Nous pouvons constater plusieurs éléments concomitants :

  • L’absence de « sandbox » réglementaire empêche dans beaucoup de pays la véritable disruption du marché par la création de porteur de risques. Le nombre de startups de ce type est encore marginal comparé aux distributeurs ;
  • La plupart des startups (hors distributeurs) répondent à des niches de besoins, souvent identiques d’un pays à un autre. Nous allons probablement commencer à assister à une vague de rachats/fusions pour renforcer la construction du « processus idéal » ;
  •  Enfin, l’assurance reste encore fondamentalement un produit qui se vend, et seul le modèle de plateforme, d’open insurance et d’API fait apparaître des opportunités de scalabilité pour l’instant.

En bref, nous terminons clairement une première vague, place maintenant à la suivante qui sera plus ambitieuse, plus structurée et plus connectée !

 

Quelles sont pour vous les vraies success stories ? Pour quelles raisons ?

Il existe de nombreuses belles histoires en France, mais déjà bien connues, je souhaiterais parler de plusieurs exemples à l’étranger :

  • Le cas emblématique de ZhongAn est inévitablement le premier à citer avec ses 8milliards de contrats vendus en 5 ans auprès de 500millions de clients ! D’un point de vue scalabilité et profitabilité, c’est un modèle très vertueux, mais qui peine à prendre la même ampleur dans d’autres pays.
  • En Europe, le modèle Wefox, complété par l’assureur digital ONE fait figure de bon exemple de réussite autour d’un modèle de plateforme qui répond à l’intégralité des besoins d’un client.
  • De manière plus générale, la véritable success story, c’est que, grâce à ces centaines de démarches vraiment pertinentes dédiées aux assureurs ou aux assurés qui utilisent mieux les nouvelles technologies, on peut aujourd’hui dire que le secteur s’est mis en mouvement, ce qui n’était pas gagné !

Un peu de prédiction, quelles sont les tendances et sociétés à suivre en 2021 ?

Deux tendances sont très clairement à suivre et à anticiper :

  • Première tendance, tout ce qui gravite autour de l’open insurance et notamment à travers l’APIsation des systèmes d’information qui va à la fois réorienter le marché vers un jeu de distributeurs au plus près du client et permettre la construction de produits de niches avec un time-to-market optimisé ;
  • Deuxième tendance, les objets connectés et la télématique, non pas pour trouver une profitabilité à court terme dans le S/P, mais plutôt car c’est l’un des pré-requis pour être encore là d’ici quelques années, donc un investissement nécessaire pour survivre.

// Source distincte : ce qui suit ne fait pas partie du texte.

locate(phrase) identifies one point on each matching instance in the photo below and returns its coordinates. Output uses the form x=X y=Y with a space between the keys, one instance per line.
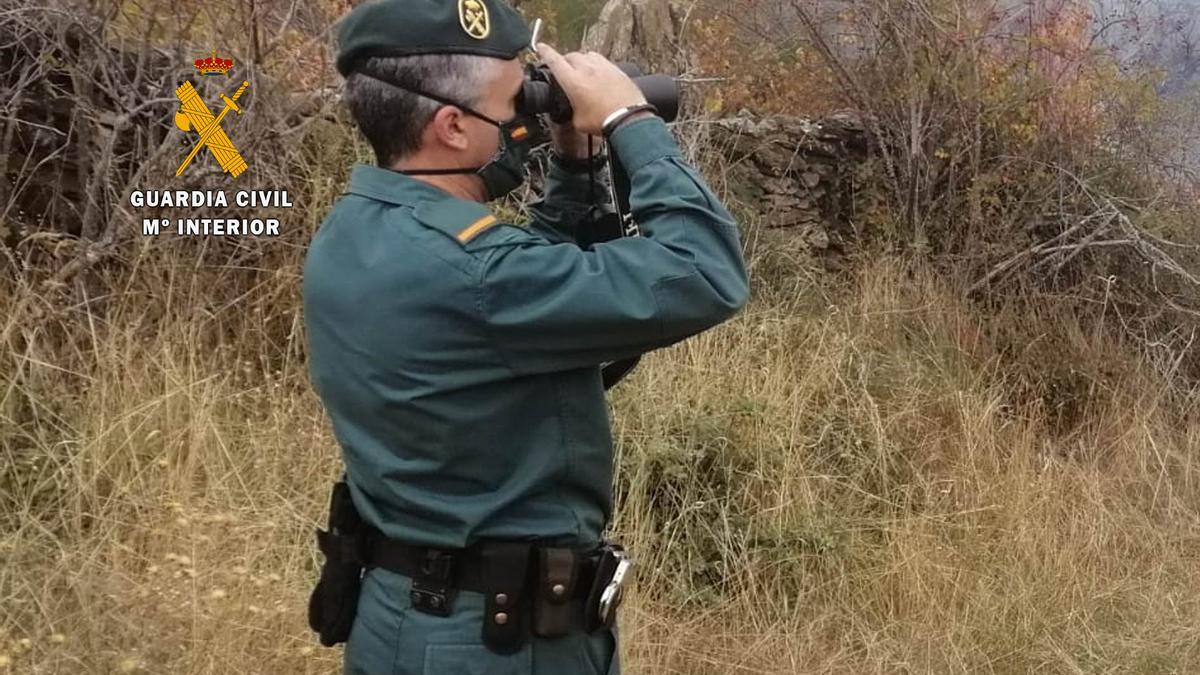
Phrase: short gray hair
x=393 y=118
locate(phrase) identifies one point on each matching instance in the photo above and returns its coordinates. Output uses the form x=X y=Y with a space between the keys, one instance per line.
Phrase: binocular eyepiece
x=541 y=94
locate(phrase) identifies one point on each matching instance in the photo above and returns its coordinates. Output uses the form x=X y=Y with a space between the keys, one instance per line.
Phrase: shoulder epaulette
x=459 y=219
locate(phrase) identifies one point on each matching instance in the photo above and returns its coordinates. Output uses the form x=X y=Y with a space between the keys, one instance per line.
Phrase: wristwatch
x=621 y=114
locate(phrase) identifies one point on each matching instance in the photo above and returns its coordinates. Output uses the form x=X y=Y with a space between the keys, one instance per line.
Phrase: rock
x=797 y=174
x=641 y=31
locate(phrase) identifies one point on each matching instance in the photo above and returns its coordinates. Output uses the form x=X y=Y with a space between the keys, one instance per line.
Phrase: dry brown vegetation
x=868 y=471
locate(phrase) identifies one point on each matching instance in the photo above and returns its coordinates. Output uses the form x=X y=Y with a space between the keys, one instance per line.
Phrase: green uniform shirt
x=459 y=357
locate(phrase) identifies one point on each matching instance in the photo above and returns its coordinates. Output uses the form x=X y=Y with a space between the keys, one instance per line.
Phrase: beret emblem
x=473 y=18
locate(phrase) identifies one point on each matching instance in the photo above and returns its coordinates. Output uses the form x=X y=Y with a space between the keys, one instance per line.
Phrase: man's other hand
x=594 y=85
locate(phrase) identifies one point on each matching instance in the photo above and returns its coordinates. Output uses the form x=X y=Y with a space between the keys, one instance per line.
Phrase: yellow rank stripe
x=475 y=228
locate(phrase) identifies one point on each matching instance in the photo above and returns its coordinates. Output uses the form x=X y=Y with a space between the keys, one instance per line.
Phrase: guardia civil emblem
x=195 y=115
x=473 y=18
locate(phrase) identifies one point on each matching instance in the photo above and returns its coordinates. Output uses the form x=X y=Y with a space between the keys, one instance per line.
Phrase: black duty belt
x=468 y=568
x=527 y=586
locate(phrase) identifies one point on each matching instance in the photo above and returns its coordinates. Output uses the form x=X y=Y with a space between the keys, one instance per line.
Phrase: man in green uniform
x=459 y=356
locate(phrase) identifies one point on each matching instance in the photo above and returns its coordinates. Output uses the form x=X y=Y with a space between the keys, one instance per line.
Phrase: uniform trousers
x=391 y=638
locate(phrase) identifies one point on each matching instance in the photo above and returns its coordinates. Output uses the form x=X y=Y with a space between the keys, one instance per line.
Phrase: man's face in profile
x=498 y=102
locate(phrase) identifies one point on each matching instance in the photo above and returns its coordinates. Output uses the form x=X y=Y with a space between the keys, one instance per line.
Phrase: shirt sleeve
x=555 y=306
x=565 y=202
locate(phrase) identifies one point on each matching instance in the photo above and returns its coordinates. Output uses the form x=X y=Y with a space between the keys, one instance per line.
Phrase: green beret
x=402 y=28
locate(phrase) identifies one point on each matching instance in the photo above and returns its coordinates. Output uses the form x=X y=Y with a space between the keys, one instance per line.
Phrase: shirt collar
x=385 y=185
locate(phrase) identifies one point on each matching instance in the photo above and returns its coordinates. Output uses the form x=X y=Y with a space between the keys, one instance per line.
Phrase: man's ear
x=447 y=127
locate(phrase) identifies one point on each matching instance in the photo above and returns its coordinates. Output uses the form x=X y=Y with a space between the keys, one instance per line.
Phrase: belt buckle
x=431 y=591
x=612 y=595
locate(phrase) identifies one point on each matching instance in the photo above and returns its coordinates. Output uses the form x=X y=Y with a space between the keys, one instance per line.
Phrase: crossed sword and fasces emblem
x=195 y=114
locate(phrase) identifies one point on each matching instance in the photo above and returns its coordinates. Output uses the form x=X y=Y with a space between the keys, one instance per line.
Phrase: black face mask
x=508 y=168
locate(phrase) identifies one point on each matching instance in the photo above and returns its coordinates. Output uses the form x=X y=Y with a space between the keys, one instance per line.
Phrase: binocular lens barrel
x=541 y=94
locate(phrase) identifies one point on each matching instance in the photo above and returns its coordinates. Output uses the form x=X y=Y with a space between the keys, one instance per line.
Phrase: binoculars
x=541 y=94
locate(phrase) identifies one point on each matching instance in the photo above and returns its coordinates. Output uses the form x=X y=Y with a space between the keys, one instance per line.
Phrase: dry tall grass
x=843 y=479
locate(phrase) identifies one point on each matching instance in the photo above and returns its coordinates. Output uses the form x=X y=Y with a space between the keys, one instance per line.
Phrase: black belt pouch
x=335 y=598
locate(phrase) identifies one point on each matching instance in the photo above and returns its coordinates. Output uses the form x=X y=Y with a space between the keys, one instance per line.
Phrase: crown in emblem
x=213 y=65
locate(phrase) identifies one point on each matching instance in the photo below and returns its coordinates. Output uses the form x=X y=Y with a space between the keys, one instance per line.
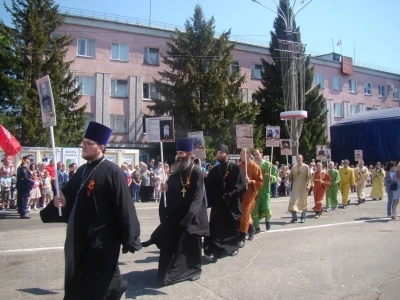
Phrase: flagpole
x=162 y=162
x=54 y=158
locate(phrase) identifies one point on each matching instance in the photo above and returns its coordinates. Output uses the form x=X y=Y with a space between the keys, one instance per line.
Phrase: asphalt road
x=349 y=253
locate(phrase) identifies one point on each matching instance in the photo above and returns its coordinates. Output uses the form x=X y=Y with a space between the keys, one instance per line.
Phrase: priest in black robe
x=225 y=186
x=97 y=205
x=183 y=218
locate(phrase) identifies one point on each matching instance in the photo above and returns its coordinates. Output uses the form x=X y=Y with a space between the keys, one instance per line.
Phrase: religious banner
x=46 y=101
x=321 y=152
x=199 y=148
x=244 y=136
x=358 y=155
x=71 y=155
x=286 y=148
x=273 y=135
x=160 y=129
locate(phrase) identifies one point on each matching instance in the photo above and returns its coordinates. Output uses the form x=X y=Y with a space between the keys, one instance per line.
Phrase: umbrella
x=8 y=143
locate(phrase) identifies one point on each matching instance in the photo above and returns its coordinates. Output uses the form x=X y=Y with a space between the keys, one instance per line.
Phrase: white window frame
x=396 y=94
x=89 y=117
x=341 y=110
x=83 y=81
x=352 y=112
x=234 y=66
x=120 y=46
x=353 y=86
x=146 y=57
x=259 y=69
x=152 y=92
x=337 y=83
x=367 y=88
x=118 y=118
x=382 y=91
x=115 y=83
x=87 y=41
x=319 y=79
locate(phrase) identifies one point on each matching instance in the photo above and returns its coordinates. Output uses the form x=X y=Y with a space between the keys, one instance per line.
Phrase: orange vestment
x=249 y=199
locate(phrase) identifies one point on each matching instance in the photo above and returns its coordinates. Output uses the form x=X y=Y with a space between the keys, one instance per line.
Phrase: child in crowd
x=47 y=192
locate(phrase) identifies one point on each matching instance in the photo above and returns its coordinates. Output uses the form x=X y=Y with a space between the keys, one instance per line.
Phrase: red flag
x=8 y=143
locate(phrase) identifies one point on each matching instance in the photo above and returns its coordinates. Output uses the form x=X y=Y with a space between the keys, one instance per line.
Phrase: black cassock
x=227 y=179
x=183 y=222
x=101 y=218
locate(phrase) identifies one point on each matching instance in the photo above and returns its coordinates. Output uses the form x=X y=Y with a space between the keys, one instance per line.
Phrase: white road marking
x=267 y=232
x=31 y=250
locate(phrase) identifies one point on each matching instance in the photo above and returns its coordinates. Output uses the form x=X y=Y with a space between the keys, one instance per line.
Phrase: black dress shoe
x=194 y=278
x=212 y=258
x=268 y=225
x=234 y=253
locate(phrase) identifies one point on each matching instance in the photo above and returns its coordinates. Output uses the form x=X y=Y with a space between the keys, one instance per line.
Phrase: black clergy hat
x=185 y=145
x=98 y=133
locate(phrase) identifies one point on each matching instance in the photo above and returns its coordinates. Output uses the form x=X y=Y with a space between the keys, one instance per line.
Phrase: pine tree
x=314 y=128
x=200 y=91
x=40 y=53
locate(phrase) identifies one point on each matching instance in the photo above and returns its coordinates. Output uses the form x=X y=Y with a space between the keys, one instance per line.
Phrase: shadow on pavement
x=37 y=291
x=142 y=283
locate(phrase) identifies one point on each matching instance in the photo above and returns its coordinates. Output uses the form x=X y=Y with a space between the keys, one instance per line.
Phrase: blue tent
x=376 y=132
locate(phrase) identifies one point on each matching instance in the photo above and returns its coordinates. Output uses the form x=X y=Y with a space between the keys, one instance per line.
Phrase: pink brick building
x=116 y=62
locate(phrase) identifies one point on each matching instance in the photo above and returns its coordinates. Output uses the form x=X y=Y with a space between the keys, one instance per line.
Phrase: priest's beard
x=181 y=165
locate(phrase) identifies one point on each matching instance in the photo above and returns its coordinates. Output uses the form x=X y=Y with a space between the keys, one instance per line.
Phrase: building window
x=88 y=118
x=337 y=107
x=256 y=71
x=150 y=92
x=86 y=47
x=396 y=94
x=151 y=56
x=336 y=83
x=319 y=80
x=86 y=84
x=234 y=67
x=367 y=88
x=119 y=52
x=382 y=90
x=119 y=88
x=352 y=86
x=353 y=109
x=118 y=123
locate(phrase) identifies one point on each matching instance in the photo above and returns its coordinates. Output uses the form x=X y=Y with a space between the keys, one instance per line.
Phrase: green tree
x=271 y=92
x=39 y=53
x=200 y=91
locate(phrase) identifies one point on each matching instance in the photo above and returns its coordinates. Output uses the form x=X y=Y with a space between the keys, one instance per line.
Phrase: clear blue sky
x=371 y=24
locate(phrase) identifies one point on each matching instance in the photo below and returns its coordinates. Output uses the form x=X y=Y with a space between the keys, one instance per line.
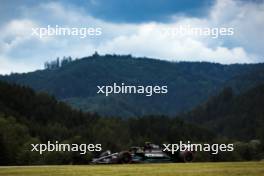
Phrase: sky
x=130 y=27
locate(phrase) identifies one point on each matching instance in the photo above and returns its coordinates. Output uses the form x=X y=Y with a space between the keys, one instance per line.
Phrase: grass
x=173 y=169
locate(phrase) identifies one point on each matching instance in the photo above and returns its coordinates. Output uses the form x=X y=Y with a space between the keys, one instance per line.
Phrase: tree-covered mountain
x=189 y=83
x=235 y=116
x=29 y=118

Concernant les sociétés à suivre, commençons par Assurly pour un 3ème agrément de porteur de risque en France autour de l’assurance emprunteur. Je suis d’assez près Ozon, dans sa perspective de devenir insurtech cyber de référence en Europe, ou les démarches menées par Akur8 sur la tarification ou Descartes Underwriting sur le paramétrique.